NETFLIXオリジナルアニメシリーズ『HERO MASK』 青木弘安監督インタビュー

日本のアニメスタジオと組んで数々のオリジナルアニメ作品を配信しているNetflix。
それぞれのスタジオが自社の持ち味を存分に発揮し、日本のみならず海外でも高イ評価を得ている。
そしてこの夏、スタジオぴえろが制作した本格派クライム・サスペンス・アクション『HERO MASK』のパート2が全世界同時配信で配信されている。装着した人間に人知を超えた力を与える謎の「マスク」を巡り、主人公の刑事・ジェームズを中心にマスクに翻弄される人々を描いている。海外ドラマのようなスピード感とスリル、そして手書きのアニメーションならではの魅力が相まって世界中で反響を集めている。

普段アニメを見慣れたいない海外ドラマを観ている方におススメしたい注目のアニメ『HERO MASK』について、青木弘安監督に作品の誕生秘話や魅力、パート2の見どころを伺った。

『HERO MASK』青木弘安監督

――まずは本作の制作の経緯からお伺いできればと思います。
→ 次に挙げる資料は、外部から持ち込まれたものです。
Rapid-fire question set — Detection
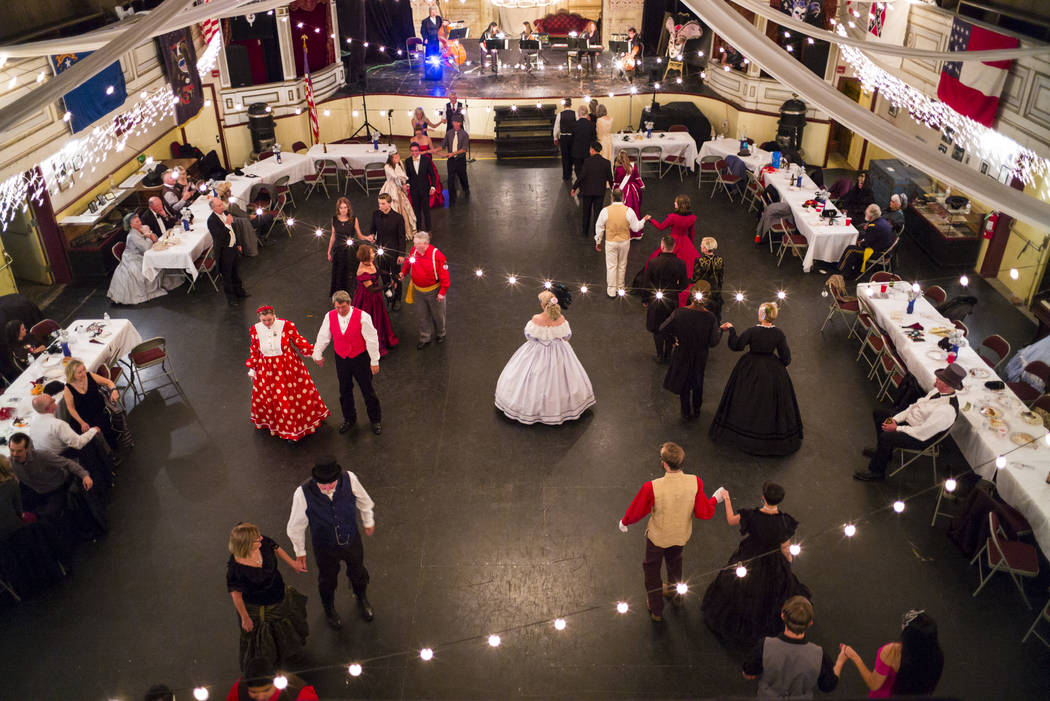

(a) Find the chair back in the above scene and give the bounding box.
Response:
[129,337,169,370]
[407,37,423,52]
[1025,360,1050,388]
[274,175,290,188]
[925,285,948,306]
[619,147,639,161]
[112,241,126,262]
[341,157,352,171]
[258,150,273,160]
[273,193,287,215]
[639,146,662,160]
[291,141,308,153]
[365,162,386,178]
[952,319,968,336]
[668,124,688,132]
[979,334,1010,369]
[29,319,60,340]
[1031,394,1050,416]
[870,271,901,283]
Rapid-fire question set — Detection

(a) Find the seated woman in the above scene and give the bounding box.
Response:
[479,22,503,73]
[63,357,123,451]
[106,213,184,305]
[839,171,874,223]
[4,320,46,373]
[520,22,539,71]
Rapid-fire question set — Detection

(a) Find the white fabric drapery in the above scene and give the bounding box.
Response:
[686,0,1050,230]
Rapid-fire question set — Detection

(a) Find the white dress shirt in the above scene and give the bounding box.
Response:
[29,412,98,454]
[893,390,958,441]
[594,204,646,243]
[312,309,380,365]
[286,470,375,557]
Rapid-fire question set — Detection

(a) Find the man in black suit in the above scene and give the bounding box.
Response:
[659,281,723,419]
[553,98,576,180]
[420,5,443,60]
[141,196,178,238]
[206,197,248,303]
[369,193,406,310]
[570,141,613,238]
[569,105,595,179]
[444,90,464,126]
[644,235,689,363]
[404,142,436,231]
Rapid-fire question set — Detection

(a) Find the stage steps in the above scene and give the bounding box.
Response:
[493,104,559,160]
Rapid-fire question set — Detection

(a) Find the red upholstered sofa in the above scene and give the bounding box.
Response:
[534,11,593,37]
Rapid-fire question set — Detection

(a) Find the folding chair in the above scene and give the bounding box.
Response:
[112,241,125,264]
[856,327,887,377]
[659,144,689,181]
[696,155,720,191]
[775,222,808,267]
[711,159,742,201]
[274,175,294,208]
[667,124,689,132]
[127,336,184,402]
[291,141,308,154]
[95,362,131,405]
[818,279,860,335]
[924,285,947,306]
[1022,587,1050,646]
[864,238,899,277]
[870,271,901,283]
[638,146,662,178]
[364,162,387,194]
[875,352,907,402]
[977,334,1010,371]
[1006,360,1050,406]
[340,157,364,194]
[262,193,290,240]
[618,147,639,164]
[768,217,798,254]
[302,161,333,200]
[29,319,60,341]
[888,427,953,483]
[258,150,273,161]
[952,319,969,337]
[186,245,220,293]
[406,38,424,69]
[743,171,764,213]
[971,512,1039,609]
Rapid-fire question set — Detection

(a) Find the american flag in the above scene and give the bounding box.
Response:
[937,17,1018,127]
[303,38,320,144]
[868,2,886,38]
[198,0,220,45]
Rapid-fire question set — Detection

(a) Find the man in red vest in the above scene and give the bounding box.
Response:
[399,230,451,350]
[312,290,382,435]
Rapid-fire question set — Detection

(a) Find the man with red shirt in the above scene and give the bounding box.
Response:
[225,657,318,700]
[312,290,382,435]
[618,442,724,621]
[399,231,451,350]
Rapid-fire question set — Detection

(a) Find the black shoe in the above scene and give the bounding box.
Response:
[392,300,402,311]
[853,470,885,482]
[357,597,375,622]
[324,605,343,629]
[226,297,240,306]
[862,448,877,458]
[338,421,355,434]
[371,422,382,435]
[436,335,446,344]
[237,290,250,298]
[417,340,431,350]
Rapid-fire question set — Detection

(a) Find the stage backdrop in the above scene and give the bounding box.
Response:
[338,0,414,84]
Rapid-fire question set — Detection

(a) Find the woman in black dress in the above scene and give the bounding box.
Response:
[227,522,309,672]
[62,358,121,450]
[701,481,810,647]
[327,197,369,297]
[4,320,45,373]
[709,302,802,455]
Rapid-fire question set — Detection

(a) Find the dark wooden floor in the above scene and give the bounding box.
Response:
[2,156,1047,700]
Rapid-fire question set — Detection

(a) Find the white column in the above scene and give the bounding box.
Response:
[276,6,297,80]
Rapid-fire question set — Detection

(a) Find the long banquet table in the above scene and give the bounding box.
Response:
[226,152,315,204]
[0,319,143,456]
[307,142,397,171]
[141,196,214,281]
[858,280,1050,556]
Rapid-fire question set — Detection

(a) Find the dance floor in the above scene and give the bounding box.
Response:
[2,156,1047,699]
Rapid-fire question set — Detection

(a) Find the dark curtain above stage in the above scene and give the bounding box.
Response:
[337,0,414,85]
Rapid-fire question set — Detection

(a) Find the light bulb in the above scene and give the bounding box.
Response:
[735,564,747,578]
[996,455,1006,468]
[420,648,434,661]
[893,500,905,513]
[789,543,801,556]
[735,292,745,302]
[348,663,362,677]
[865,286,875,297]
[544,280,552,289]
[274,676,288,690]
[475,268,483,277]
[844,524,857,537]
[193,689,209,701]
[314,228,323,237]
[488,634,501,647]
[409,256,416,264]
[255,208,263,216]
[286,218,295,226]
[675,582,688,595]
[376,248,385,256]
[554,618,566,630]
[960,275,969,286]
[580,285,588,293]
[912,282,921,292]
[655,291,664,300]
[508,275,517,285]
[694,292,703,301]
[617,288,626,297]
[945,478,957,492]
[106,85,115,95]
[616,601,629,614]
[1010,268,1019,280]
[777,290,787,300]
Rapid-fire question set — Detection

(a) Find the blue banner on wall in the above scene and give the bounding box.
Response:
[49,52,128,134]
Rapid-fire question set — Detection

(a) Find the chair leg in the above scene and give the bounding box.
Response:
[1010,572,1034,609]
[0,578,21,602]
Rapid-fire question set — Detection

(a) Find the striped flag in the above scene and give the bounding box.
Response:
[303,38,320,144]
[937,17,1019,127]
[198,0,220,45]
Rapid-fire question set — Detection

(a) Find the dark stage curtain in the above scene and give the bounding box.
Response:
[338,0,414,85]
[290,2,334,74]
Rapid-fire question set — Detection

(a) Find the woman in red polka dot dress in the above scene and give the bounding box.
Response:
[246,305,330,442]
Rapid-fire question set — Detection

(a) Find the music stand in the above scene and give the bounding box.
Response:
[608,40,628,53]
[449,27,469,40]
[519,39,540,51]
[485,38,509,50]
[520,39,540,72]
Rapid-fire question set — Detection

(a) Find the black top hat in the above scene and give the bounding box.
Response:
[312,455,342,483]
[934,362,966,391]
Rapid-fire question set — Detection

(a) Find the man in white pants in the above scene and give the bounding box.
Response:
[595,189,649,297]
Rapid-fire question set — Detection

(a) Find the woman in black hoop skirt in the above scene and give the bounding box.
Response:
[701,481,810,647]
[709,302,802,455]
[327,197,370,297]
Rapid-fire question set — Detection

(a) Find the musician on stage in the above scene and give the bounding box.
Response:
[581,21,600,74]
[479,22,502,74]
[421,5,443,60]
[624,27,643,81]
[520,21,539,73]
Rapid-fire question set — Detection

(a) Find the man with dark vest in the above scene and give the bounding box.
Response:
[224,656,319,700]
[286,456,375,630]
[571,140,613,239]
[642,235,688,362]
[618,442,722,622]
[569,104,596,180]
[207,197,248,304]
[443,90,464,127]
[553,98,576,180]
[312,290,382,435]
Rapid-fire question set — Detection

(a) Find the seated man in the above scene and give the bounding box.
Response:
[854,363,965,482]
[142,196,179,238]
[884,193,907,232]
[161,169,193,215]
[8,433,93,519]
[225,657,318,701]
[742,595,844,697]
[29,394,115,487]
[836,204,895,280]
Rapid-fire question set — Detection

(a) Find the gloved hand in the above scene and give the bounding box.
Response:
[617,519,628,533]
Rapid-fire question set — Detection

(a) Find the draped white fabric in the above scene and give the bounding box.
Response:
[685,0,1050,231]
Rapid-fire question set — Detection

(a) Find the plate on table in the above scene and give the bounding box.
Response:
[12,420,28,428]
[1011,432,1039,449]
[988,417,1008,431]
[979,405,1002,419]
[968,367,991,379]
[926,349,948,361]
[1021,410,1043,426]
[997,394,1023,411]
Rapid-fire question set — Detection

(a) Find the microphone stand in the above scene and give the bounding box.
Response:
[350,88,384,142]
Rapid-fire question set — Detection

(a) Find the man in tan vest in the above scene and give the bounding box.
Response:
[595,189,649,297]
[619,442,725,621]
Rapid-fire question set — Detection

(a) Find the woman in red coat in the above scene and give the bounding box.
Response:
[640,194,700,305]
[245,305,330,442]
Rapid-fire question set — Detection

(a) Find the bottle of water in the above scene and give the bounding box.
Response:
[103,312,111,321]
[59,330,71,358]
[274,143,282,164]
[182,210,191,231]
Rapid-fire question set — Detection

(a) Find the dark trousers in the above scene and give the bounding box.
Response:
[868,409,928,475]
[60,436,114,491]
[654,332,674,360]
[837,245,867,279]
[643,537,683,617]
[314,535,369,607]
[410,187,431,230]
[334,351,381,424]
[378,254,401,303]
[218,248,245,297]
[446,156,469,205]
[559,137,574,179]
[679,372,706,418]
[573,157,586,181]
[580,195,603,237]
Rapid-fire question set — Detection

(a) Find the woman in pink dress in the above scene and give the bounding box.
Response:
[840,610,943,697]
[614,151,645,237]
[642,194,700,305]
[352,246,399,355]
[246,306,330,442]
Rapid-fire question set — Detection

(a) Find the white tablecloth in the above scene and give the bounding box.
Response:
[859,281,1050,556]
[307,143,396,171]
[141,197,213,281]
[765,168,858,273]
[697,137,771,173]
[0,319,143,454]
[226,152,315,204]
[612,132,698,171]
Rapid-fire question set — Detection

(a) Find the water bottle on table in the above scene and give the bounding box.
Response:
[182,210,191,231]
[274,143,282,164]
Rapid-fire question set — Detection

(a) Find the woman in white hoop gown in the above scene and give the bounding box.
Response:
[379,151,417,238]
[494,290,595,425]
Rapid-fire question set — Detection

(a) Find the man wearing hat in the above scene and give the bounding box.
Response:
[853,362,964,482]
[440,114,470,206]
[224,656,318,700]
[286,456,375,629]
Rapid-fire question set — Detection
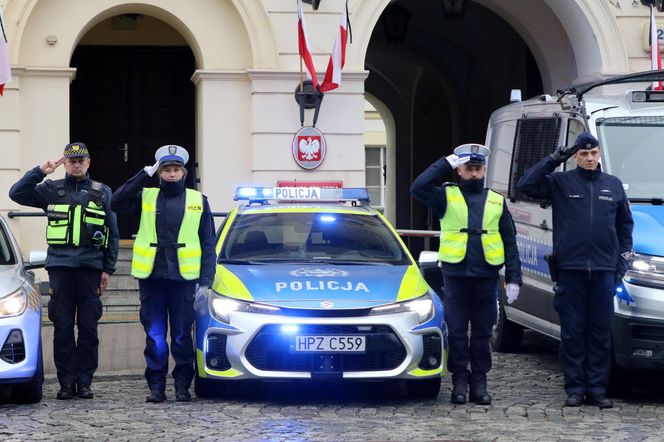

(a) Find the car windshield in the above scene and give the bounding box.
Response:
[220,212,411,265]
[0,225,17,265]
[596,116,664,199]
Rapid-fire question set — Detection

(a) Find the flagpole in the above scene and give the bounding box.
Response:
[300,56,304,93]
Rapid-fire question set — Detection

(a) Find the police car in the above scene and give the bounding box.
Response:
[194,186,446,399]
[0,215,45,403]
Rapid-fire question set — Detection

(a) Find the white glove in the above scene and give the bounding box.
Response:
[143,161,160,177]
[506,283,520,304]
[445,154,471,169]
[194,285,209,315]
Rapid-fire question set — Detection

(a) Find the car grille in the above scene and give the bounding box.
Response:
[245,324,407,372]
[1,329,25,364]
[205,333,231,371]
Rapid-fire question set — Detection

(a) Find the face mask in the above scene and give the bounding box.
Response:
[459,177,484,192]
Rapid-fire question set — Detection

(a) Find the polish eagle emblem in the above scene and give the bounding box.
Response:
[298,136,321,161]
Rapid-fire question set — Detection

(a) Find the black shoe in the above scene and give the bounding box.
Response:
[56,384,76,400]
[175,388,192,402]
[564,394,584,407]
[469,389,492,405]
[146,389,166,403]
[585,392,613,409]
[77,384,94,399]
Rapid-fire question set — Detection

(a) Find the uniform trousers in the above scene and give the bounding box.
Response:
[138,278,196,391]
[47,267,103,387]
[554,270,614,396]
[443,276,498,388]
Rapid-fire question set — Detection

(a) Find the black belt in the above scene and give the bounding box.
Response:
[459,228,487,235]
[149,243,186,248]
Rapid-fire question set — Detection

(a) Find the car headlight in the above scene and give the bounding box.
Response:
[368,293,435,324]
[625,253,664,288]
[0,289,27,318]
[209,294,281,323]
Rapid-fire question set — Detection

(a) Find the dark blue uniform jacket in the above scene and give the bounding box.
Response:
[9,166,119,274]
[111,170,216,287]
[516,156,634,274]
[410,157,522,284]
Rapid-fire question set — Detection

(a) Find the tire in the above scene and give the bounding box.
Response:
[607,353,630,398]
[12,337,44,404]
[492,295,524,353]
[406,378,441,399]
[194,360,226,399]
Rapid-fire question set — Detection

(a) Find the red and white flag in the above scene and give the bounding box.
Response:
[297,0,319,89]
[650,5,662,90]
[0,6,11,96]
[320,0,349,93]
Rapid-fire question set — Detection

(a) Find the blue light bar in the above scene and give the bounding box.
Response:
[233,186,371,203]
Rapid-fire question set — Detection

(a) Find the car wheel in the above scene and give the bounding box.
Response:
[406,378,441,399]
[492,294,523,353]
[194,360,226,399]
[12,337,44,404]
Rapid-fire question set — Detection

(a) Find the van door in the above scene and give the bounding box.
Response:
[506,117,563,338]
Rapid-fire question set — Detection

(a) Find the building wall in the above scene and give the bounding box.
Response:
[0,0,662,254]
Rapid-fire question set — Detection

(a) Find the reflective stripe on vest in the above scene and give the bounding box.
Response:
[131,188,204,280]
[438,186,505,265]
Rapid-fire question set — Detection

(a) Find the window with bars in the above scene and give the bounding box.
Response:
[365,145,386,210]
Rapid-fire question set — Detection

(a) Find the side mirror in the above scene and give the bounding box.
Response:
[25,250,47,270]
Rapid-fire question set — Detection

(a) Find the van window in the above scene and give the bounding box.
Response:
[563,119,586,171]
[508,118,562,203]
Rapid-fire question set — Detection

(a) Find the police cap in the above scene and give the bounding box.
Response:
[63,142,90,158]
[574,132,599,150]
[155,145,189,167]
[453,143,490,165]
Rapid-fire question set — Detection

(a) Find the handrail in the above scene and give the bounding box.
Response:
[8,210,229,218]
[396,229,439,238]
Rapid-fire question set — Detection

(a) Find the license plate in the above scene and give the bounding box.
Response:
[294,335,366,352]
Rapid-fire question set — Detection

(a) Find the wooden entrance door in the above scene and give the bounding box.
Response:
[70,46,196,238]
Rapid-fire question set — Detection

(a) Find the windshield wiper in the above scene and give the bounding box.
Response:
[629,198,664,206]
[217,258,265,265]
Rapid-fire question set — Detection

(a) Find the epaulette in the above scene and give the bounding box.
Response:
[442,182,458,187]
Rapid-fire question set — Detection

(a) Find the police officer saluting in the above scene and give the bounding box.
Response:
[112,145,215,403]
[517,132,633,409]
[411,144,522,405]
[9,142,119,400]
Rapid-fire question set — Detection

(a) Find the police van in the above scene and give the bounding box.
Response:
[485,70,664,392]
[194,185,447,399]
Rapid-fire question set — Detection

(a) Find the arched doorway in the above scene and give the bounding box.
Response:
[365,0,545,255]
[70,14,196,238]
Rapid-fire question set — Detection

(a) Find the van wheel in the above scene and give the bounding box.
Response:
[406,378,441,399]
[492,297,523,353]
[607,354,629,398]
[12,337,44,404]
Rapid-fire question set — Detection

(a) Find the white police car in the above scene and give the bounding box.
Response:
[194,186,446,399]
[0,216,46,403]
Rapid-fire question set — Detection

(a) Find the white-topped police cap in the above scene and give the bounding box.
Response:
[453,143,490,165]
[155,145,189,167]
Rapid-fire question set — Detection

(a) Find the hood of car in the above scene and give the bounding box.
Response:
[213,263,429,309]
[631,205,664,256]
[0,265,25,296]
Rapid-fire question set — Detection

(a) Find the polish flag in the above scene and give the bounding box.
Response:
[297,0,319,89]
[0,6,11,96]
[320,0,349,93]
[650,5,662,90]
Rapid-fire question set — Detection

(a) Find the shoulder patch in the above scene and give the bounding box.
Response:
[90,180,103,191]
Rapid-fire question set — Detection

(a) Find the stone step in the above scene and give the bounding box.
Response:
[107,274,138,291]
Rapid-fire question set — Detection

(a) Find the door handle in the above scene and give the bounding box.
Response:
[121,142,129,162]
[539,220,549,231]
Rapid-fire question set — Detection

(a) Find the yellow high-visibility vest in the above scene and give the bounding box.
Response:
[438,186,505,265]
[131,188,203,280]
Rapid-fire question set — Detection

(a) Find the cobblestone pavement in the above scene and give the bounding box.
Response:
[2,332,664,442]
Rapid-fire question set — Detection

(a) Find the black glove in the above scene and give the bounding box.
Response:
[549,144,581,165]
[615,273,624,286]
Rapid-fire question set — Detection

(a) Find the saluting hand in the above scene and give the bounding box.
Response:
[40,157,65,175]
[445,154,471,170]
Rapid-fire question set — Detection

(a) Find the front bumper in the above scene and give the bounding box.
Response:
[196,310,446,381]
[0,307,41,383]
[613,280,664,370]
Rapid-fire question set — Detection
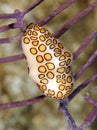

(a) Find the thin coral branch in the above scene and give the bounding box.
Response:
[0,10,24,33]
[0,0,44,32]
[0,38,11,44]
[0,54,24,64]
[0,13,16,19]
[0,9,24,31]
[39,0,77,26]
[84,95,97,106]
[74,50,97,81]
[23,0,44,16]
[0,95,45,110]
[0,23,16,32]
[73,30,97,60]
[0,0,44,19]
[59,99,78,130]
[0,33,22,44]
[0,22,24,33]
[54,2,97,38]
[79,107,97,130]
[79,95,97,130]
[68,74,97,102]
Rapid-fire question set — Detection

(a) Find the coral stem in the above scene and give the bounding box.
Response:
[59,100,78,130]
[0,95,45,110]
[39,0,77,26]
[73,30,97,59]
[54,2,97,38]
[79,106,97,130]
[0,33,22,44]
[79,95,97,130]
[0,54,24,64]
[74,50,97,81]
[23,0,44,16]
[68,74,97,102]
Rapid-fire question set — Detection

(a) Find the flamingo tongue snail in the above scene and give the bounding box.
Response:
[22,23,74,99]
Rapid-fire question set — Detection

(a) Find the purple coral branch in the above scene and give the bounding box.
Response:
[0,95,45,110]
[0,54,24,64]
[79,106,97,130]
[0,9,24,30]
[0,22,22,33]
[74,50,97,81]
[0,9,24,28]
[84,95,97,107]
[0,23,15,32]
[22,0,44,16]
[0,33,23,44]
[0,0,44,33]
[39,0,77,26]
[54,2,97,38]
[68,74,97,102]
[0,13,16,19]
[59,99,78,130]
[73,30,97,59]
[0,0,44,19]
[79,95,97,130]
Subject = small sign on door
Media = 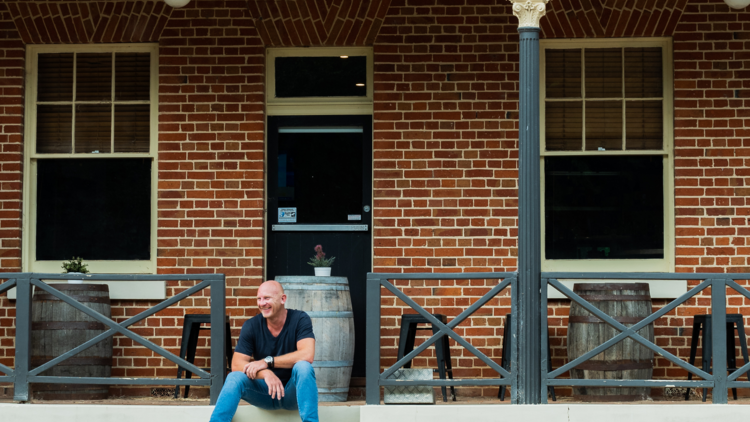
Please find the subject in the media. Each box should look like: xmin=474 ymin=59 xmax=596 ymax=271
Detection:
xmin=279 ymin=207 xmax=297 ymax=223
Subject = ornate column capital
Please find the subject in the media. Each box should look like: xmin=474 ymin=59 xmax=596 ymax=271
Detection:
xmin=508 ymin=0 xmax=550 ymax=28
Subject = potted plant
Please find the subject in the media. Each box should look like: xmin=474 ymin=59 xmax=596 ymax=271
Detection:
xmin=62 ymin=257 xmax=89 ymax=283
xmin=308 ymin=245 xmax=335 ymax=276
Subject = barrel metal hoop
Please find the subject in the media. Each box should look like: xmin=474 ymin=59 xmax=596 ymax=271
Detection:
xmin=576 ymin=360 xmax=653 ymax=371
xmin=277 ymin=276 xmax=349 ymax=285
xmin=312 ymin=360 xmax=354 ymax=368
xmin=33 ymin=294 xmax=111 ymax=303
xmin=317 ymin=387 xmax=350 ymax=393
xmin=568 ymin=316 xmax=644 ymax=324
xmin=577 ymin=294 xmax=651 ymax=301
xmin=283 ymin=285 xmax=350 ymax=291
xmin=32 ymin=322 xmax=108 ymax=330
xmin=573 ymin=283 xmax=651 ymax=291
xmin=306 ymin=311 xmax=354 ymax=318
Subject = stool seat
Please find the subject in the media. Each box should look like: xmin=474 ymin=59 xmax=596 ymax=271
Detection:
xmin=174 ymin=314 xmax=233 ymax=399
xmin=685 ymin=314 xmax=749 ymax=401
xmin=397 ymin=313 xmax=455 ymax=402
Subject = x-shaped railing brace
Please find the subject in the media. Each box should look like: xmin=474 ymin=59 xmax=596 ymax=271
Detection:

監督ご自身は制作のどの辺りから参加されたのでしょうか?

青木弘安(以下、青木) 僕はプロデューサーから「新しい形のヒーローもの作りたい」と声をかけて頂いた所からの参加です。
大枠で『ヒーローものである事』『ある程度リアルな方向で』とは決まっていたが、どういった内容の作品になるかはまだ決まる前でした。

 

――『HERO MASK』というタイトルも響きからぱっと連想するのは分かりやすくヒーローものをイメージしてたのですが、刑事ものでした。

青木 ふたを開けてみると最初からマスクを使うやつらが襲ってきますからね(笑)。

 

――マスクをつけた集団が出てきて、お祭りでアクションを繰り広げる幕開けで思わず『007 スペクター』を連想してしまったのですが、そういった作品からの影響はあったのでしょうか?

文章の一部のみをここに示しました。